Dasar Hukum OTT KPK berdasarkan pasal 12 jo pasal 6 huruf c UU No.30 Tahun 2002 tentang Kewenangan KPK, menyadap, menyelidiki, menyidik, dan menuntut harus disetujui Dewan Pengawas KPK sesuai UU No.19 Tahun 2019 tentang UU Perubahan Kedua UU No.30 Tahun 2002 sebagaimana telah diubah pertama UU No.10 Tahun 2015 sesuai Peraturan Penetapan UU (Perpu) No.1 Tahun 2015 dimana dalam pasal 38 UU No.19 Tahun 2019 tentang Kewenangan KPK menyelidik, menyidik, dan menuntut kasus Tindak Pidana Korupsi (Tipikor).
Penyadapan dan OTT diatur dalam pasal 50 UU No.7 Tahun 2006 tentang Pengesahan Konvensi PBB Anti Korupsi (United Nations Convention Against Corruption 2003) mengatur Teknis Investigasi Khusus Tipikor dalam hal OTT pasti dimulai dengan Pelaporan “Whistleblower system” dimana pelapor yang terlibat atau mengetahui identitas pelapor dirahasiakan karena “orang dalam” dan “dalam kondisi terancam” dilakukan secara diam-diam dapat dilakukan setiap saat, dapat dilakukan dimana saja, baik secara langsung maupun tidak langsung dimana Target Operasi melibatkan pejabat negara/ pemerintahan pusat maupun daerah baik Sipil maupun Polisi/ TNI.
Kasus OTT KPK Pertama kali pada April 2005 sejak didirikan pada 29 Desember 2003 dalam menangkap OTT Komisioner KPU Mulyana W. Kusumah saat menyuap Auditor BPK Khairiansyah Salman sebesar 150 juta rupiah, dalam usaha menghilangkan kata dalam Legal audit BPK, adanya penemuan kerugiaan negara dalam pengadaan kotak suara Pemilu Tahun 2004 dan melanggar Aturan Keppres Pengadaan Barang dan Jasa.
OTT paling Akhir di Jawa Timur pada 14 Desember 2022 lalu kasus suap Wakil Ketua DPRD Provinsi Jawa Timur Sahat Tua Simanjuntak, terima suap pencairan Dana Hibah APBD Jawa Timur sejak Tahun 2020 hingga Tahun 2022 (Suap tiap tahun).

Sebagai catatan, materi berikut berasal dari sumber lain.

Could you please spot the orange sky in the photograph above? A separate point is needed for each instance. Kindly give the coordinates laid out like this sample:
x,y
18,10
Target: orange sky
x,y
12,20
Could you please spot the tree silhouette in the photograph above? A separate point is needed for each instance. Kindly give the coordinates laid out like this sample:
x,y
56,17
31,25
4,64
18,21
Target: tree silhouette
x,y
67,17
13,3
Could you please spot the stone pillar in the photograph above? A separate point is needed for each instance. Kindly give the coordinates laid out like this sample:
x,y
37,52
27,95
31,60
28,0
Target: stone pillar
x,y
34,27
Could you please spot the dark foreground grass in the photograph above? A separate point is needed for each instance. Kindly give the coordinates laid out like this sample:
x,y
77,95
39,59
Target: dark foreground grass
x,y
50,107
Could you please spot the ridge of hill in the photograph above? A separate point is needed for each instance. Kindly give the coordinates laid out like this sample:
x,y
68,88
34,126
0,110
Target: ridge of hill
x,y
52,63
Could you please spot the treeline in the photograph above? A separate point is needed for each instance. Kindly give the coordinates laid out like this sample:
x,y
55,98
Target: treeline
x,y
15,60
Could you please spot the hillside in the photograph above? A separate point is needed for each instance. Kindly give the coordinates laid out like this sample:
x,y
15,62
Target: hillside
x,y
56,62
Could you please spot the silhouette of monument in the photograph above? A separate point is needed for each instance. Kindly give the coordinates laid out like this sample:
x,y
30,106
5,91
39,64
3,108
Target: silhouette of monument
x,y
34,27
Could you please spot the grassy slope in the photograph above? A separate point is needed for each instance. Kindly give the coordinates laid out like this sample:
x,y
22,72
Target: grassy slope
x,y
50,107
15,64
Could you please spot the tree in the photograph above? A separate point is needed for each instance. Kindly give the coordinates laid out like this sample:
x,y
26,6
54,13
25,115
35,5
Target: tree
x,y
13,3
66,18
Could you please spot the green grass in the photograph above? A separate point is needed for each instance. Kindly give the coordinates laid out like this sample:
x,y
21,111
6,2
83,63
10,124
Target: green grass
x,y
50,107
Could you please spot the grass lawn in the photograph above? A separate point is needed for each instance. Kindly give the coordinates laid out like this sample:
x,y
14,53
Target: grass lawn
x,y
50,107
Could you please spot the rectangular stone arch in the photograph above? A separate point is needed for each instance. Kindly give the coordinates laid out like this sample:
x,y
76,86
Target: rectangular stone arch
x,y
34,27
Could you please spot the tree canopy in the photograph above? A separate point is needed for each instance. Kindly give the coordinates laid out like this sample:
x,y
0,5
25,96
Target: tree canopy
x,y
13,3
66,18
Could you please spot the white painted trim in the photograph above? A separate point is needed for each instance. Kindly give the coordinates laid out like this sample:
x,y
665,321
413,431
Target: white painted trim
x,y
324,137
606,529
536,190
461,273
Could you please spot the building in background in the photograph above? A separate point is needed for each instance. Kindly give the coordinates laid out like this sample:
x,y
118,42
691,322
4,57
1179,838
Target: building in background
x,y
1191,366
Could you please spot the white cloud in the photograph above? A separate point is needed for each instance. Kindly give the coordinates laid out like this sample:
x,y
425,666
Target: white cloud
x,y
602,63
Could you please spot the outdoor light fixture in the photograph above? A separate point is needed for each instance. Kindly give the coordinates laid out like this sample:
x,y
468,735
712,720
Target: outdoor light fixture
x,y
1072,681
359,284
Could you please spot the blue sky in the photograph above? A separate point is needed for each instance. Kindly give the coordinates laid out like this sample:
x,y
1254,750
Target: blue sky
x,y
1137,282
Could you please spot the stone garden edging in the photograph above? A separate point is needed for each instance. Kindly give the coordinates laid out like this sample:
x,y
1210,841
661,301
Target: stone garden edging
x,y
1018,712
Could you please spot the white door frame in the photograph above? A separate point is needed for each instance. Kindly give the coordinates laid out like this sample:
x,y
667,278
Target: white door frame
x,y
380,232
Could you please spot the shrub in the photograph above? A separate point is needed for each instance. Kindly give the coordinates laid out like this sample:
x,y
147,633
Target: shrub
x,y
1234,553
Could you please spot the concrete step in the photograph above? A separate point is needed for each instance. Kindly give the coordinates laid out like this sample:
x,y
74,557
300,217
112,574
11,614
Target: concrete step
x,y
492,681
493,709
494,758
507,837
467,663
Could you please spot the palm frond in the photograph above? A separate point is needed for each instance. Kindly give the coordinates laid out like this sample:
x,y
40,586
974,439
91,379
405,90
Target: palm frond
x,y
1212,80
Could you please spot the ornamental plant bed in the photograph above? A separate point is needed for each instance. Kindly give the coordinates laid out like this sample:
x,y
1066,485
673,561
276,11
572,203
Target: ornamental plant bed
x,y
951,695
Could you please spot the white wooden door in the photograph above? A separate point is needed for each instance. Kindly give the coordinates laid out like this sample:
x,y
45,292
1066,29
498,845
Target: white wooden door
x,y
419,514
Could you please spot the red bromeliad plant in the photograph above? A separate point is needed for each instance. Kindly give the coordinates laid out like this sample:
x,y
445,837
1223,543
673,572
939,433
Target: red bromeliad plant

Kualifikasi Tertangkap Tangan “heterdaad” dalam pasal 1 angka 19 KUHAP (UU NO.8 Tahun 1981) :
1. Seseorang tengah melakukan suatu kejahatan,
2. Setelah tindak kejahatan tersebut selesai dilakukan,
3. Khalayak ramai menyerukan sesaat setelah kejahatan tersebut dilakukan.
4. Sesaat kemudian orang tersebut ditemukan sesuatu atau benda yang diduga keras dipergunakan untuk melakukan kejahatan tersebut.
Dalam pasal 18 ayat (2) UU No.30 Tahun 2002 sebagaimana telah diubah UU Perubahan Pertama UU No.10 Tahun 2015 dan UU Perubahan Kedua UU NO.19 Tahun 2019 dalam kasus Tipikor Tertangkap tangan tidak memerlukan Surat Perintah Penyidikan tetapi harus ada Pemberitahuan terhadap Dewan Pengawas KPK harus memenuhi unsur yaitu :
1. Adanya laporan bahwa seseorang telah melakukan suatu tindak pidana korupsi.
2. Lalu beranjak dari laporan tersebut KPK melakukan pengintaian dengan cara penyadapan atau penjebakan kepada orang yang telah dicurigai tersebut.
3. Setelah melakukan penyadapan atau penjebakan KPK akan melakukan OTT.
Tahun 2022 KPK telah melakukan verifikasi proses Penyelidikan sebanyak 4.260 Laporan atas dugaan adanya Tipikor, dari 4.623 Laporan yang diterima oleh KPK.
Proses Pengintaian dan penyadapan oleh KPK boleh dilakukan berdasarkan pasal 1 angka 14 KUHAP jo pasal 17 KUHAP dan Putusan Mahkamah Konstitusi No.21/PUU-XII/2004 jo pasal 184 KUHAP dan Penpres No.87 Tahun 2016 tentang Satgas Saber Pungli. Dalam Putusan MKRI NO.21 Tahun 2016 dinyatakan Penyadapan KPK tidak melanggar pasal 28G ayat (1) UUD Negara RI Tahun 1945 dan pasal 28J ayat (2) uud negara RI Tahun 1945. Penyadapan boleh dilakukan asal :
1. Adanya otoritas resmi diatur dalam UU,
2. Adanya jangka waktu,
3. Pembatasan penanganan materi hasil penyadapan,
4. Pembatasan mengenai orang yang dapat mengakses penyadapan.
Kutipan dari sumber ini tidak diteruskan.